As the dew of Hermon, and as the dew that descended upon the mountains of Zion…

Hermon and Zion are also elements that we tend to refer to as Hebrew parallelism, where the first part of the statement matches the second part, but is worded slightly differently.  Hermon and Zion are one and the same, if you turn to Deuteronomy 4:38, where it says, “even unto mount Sion, which is Hermon.”  That is why Psalm 33:3 is using Hebrew parallelism. 

Again it says in the next part of the verse, in Psalm 133:3:

…for there JEHOVAH commanded the blessing, even life for evermore.

The “dew of Hermon” descended upon the mountains of Zion, and there we see salvation or life for evermore.  That is the blessing of God, and this is the blessing that was in view with the blessing of Esau, who was actually Jacob and, in turn, who was spiritually representing the Lord Jesus Christ, who received the blessing along with those He stood in for as substitute in their stead.

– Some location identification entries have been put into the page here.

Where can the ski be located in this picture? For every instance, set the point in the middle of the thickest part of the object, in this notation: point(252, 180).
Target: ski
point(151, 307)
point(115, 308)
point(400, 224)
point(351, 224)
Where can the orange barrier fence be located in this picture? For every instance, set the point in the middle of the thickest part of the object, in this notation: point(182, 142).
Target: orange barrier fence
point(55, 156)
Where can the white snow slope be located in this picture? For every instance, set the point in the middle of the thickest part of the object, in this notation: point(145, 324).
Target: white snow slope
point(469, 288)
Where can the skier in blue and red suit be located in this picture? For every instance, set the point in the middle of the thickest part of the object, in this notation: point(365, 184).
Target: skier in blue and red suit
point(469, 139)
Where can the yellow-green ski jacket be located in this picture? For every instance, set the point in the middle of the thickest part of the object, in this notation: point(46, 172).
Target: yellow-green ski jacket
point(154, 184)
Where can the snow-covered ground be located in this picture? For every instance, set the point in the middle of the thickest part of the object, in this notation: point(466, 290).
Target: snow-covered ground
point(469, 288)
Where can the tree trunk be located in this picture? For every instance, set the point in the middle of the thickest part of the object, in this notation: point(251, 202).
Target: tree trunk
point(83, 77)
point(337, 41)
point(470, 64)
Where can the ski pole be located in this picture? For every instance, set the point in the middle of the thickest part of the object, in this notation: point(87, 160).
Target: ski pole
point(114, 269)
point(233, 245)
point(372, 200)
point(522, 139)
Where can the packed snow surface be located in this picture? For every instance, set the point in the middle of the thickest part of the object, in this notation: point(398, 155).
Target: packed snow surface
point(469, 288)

So that is why the first thing Isaac said was, “God give thee of the dew of heaven.”  This “dew” would be the Word of God coming down from above, giving the blessing of salvation and life for evermore for those that were typified by Jacob or for those that would be counted for the elect by He who was the elect, the Lord Jesus Christ.

We can also go to Deuteronomy 11:13-17:

And it shall come to pass, if ye shall hearken diligently unto my commandments which I command you this day, to love JEHOVAH your God, and to serve him with all your heart and with all your soul, That I will give you the rain of your land in his due season, the first rain and the latter rain, that thou mayest gather in thy corn, and thy wine, and thine oil. And I will send grass in thy fields for thy cattle, that thou mayest eat and be full. Take heed to yourselves, that your heart be not deceived, and ye turn aside, and serve other gods, and worship them; And then JEHOVAH'S wrath be kindled against you, and he shut up the heaven, that there be no rain, and that the land yield not her fruit; and lest ye perish quickly from off the good land which JEHOVAH giveth you.

This is really a summation of God’s magnificent salvation program.  We read of the rain being given in “due season,” the first rain and the Latter Rain, which would produce the crops of corn, wine and oil.  And we could have seen some of these things back in Joel, if we had read further.  It would produce harvest or fruit.

If  they turned aside and went after other gods, like Israel did, they were cut off, or if they went after other gods, like the churches did, they were cut off.  The churches did not receive the Latter Rain.  There was no rain within the churches and congregations; that is, there was no blessing upon the Word of God to produce spiritual fruit during the time of the Great Tribulation when judgment began at the house of God.

So, going back to Genesis 27, we read in Genesis 27:28:

Therefore God give thee of the dew of heaven, and the fatness of the earth, and plenty of corn and wine:

The Word would bring forth fruit.  This is the blessing that Jacob obtained, even though Isaac was assuming it was for Esau, because it represents Christ coming as “man,” and as man, He obtained the blessing for all those that are in Him.